Warren Buffett has heaped praise upon Apple, despite investing billions of dollars in the iPhone maker.
The investor called the iPhone “one of greatest products” and possibly “the greatest product of all times”.
He said that the technology giant was a “better business” than American Express and Coca-Cola – two of Berkshire Hathaway’s oldest and biggest investments.
The Berkshire Hathaway CEO and Chairman made the comments at the company’s annual meeting to a crowd of approximately 10,000 shareholders.
The company announced earlier that its holdings in Apple were down to $135 billion from $174 billion by the end of the last year. This means that it sold around 13 percent of its stake in the company.
Buffett, who usually stays out of the technology sector began building up a stake in Apple as early as 2016. Since the beginning of the year, the shares have fallen due to concerns about a weakening of demand for the iPhone in light of the faltering Chinese economy. The first-quarter results released last week exceeded analyst expectations.
Buffett stated that Apple will remain his company’s largest stock investment by the end of this year, barring any unforeseen events
Tim Cook, Apple’s chief executive who attended the “Woodstock of capitalists” meeting, told CNBC that Buffett informed him about the stock sales one day before the annual general meeting. He said: “It is a privilege to be a shareholder of them.”
Berkshire’s cash pile reached a record of $189 billion as a result of the stock sales. This indicates that Buffett and other Berkshire officials are having difficulty identifying good investment opportunities. Buffett stated that the position could reach $200 billion in the next quarter due to the geopolitical uncertainty and the inflated stock market valuations.
I don’t care at all about building up the cash position under current conditions. Buffett said that he found the equity markets, and what was happening in the world to be quite attractive.
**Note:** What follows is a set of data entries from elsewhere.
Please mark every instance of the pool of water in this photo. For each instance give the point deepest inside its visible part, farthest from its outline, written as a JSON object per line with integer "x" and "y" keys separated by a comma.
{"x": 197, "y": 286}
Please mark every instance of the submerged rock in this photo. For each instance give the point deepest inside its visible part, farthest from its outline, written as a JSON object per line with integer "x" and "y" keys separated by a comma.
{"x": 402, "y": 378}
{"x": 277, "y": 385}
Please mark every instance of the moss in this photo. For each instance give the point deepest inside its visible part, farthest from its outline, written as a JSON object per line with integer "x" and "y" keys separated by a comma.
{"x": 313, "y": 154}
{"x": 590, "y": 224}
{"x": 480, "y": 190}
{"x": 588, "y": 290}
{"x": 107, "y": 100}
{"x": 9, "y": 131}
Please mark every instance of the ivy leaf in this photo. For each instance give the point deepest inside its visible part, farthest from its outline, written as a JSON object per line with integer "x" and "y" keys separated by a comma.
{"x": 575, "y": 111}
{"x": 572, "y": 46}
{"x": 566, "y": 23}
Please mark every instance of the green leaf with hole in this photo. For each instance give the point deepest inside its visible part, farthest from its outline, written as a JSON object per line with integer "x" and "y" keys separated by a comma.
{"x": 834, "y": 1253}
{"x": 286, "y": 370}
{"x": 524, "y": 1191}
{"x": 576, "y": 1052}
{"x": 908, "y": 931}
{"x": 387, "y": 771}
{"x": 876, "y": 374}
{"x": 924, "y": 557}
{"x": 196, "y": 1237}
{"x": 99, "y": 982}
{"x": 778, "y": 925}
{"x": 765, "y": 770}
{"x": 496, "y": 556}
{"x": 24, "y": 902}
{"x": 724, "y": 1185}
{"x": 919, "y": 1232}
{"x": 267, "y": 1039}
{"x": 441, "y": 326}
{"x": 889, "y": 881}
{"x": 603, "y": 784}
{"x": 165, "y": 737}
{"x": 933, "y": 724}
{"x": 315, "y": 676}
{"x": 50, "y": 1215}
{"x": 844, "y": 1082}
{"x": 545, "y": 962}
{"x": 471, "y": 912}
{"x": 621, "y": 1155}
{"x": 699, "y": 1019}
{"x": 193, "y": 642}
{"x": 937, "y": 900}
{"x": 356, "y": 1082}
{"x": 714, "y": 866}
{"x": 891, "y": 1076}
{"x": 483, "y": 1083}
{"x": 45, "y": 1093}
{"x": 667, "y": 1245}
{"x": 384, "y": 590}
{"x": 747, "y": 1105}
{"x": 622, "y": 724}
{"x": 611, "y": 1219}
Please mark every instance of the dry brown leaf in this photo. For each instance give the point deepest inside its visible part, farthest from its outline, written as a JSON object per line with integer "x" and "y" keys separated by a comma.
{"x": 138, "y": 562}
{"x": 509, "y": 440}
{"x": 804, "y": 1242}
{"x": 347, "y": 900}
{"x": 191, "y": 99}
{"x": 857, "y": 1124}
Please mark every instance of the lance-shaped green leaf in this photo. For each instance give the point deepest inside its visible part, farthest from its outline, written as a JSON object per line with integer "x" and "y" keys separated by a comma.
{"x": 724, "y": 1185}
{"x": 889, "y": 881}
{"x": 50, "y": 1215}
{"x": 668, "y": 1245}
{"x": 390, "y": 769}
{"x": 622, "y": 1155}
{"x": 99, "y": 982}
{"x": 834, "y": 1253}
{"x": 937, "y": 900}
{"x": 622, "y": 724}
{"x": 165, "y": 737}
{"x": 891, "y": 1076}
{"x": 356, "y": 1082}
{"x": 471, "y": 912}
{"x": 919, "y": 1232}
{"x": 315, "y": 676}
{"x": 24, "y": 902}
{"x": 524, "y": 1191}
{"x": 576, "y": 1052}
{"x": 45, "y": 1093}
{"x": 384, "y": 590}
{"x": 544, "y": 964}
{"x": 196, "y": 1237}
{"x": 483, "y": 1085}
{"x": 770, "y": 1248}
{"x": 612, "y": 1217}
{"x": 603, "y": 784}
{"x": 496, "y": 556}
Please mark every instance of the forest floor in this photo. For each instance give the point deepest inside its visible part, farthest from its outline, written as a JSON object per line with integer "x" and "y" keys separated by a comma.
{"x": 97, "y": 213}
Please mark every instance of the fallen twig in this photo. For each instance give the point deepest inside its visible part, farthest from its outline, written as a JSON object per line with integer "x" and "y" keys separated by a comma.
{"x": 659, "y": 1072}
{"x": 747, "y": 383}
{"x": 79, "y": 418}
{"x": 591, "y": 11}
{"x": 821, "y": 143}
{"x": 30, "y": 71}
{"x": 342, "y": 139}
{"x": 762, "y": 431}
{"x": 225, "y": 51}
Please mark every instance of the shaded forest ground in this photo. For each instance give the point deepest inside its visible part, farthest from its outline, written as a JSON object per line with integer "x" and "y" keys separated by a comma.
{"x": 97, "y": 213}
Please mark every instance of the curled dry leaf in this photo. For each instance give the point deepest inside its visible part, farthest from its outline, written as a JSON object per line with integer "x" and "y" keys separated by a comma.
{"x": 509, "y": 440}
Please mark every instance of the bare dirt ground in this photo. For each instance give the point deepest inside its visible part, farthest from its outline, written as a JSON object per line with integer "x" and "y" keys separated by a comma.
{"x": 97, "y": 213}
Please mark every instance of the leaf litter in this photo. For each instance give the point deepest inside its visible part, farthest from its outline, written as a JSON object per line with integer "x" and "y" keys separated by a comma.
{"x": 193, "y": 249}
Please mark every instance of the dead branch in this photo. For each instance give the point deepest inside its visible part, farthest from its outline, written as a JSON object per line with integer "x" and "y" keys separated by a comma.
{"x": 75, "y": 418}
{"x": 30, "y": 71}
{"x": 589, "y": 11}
At the end of March, approximately three quarters of its equity portfolio value was concentrated in just five companies: Apple, Bank of America (American Express), Coca-Cola Company, and Chevron. Its stock value dropped from $356 billion to $336 billion. Net income fell from 35.8 billion dollars to $12.8 billion in the first quarter.
Berkshire Hathaway shares have risen by almost 11 percent since the beginning of the year. This is higher than the S&P 500’s 8 percent gain.
Buffett transformed Berkshire Hathaway from a failing textile firm to an investment monster encompassing listed holdings, Geico an American insurance provider, and BNSF Railroad, which operates North America’s largest freight rail network.
Buffett was on stage for the first time since Charlie Munger died in November at the age 99.
Shareholders received a hint as to how the responsibilities of leading the conglomerate will be divided among the small group that would eventually succeed Buffett.
Greg Abel (61), who will succeed Buffett in 2021, was also present. When Buffett succeeds, the chief executive and chairman Berkshire Hathaway’s energy business will have final say in capital allocation decisions for Berkshire’s portfolio of publicly traded stocks.
Investors have long considered Todd Combs, Ted Weschler and other managers of Berkshire equity portfolio as leading candidates for managing more or the entire portfolio.
Buffett stated that the number of managers calling him was “awfully near zero”, and the majority were answered by Abel. He said: “I’m not sure how he does this, but I’m confident that we have the right person.”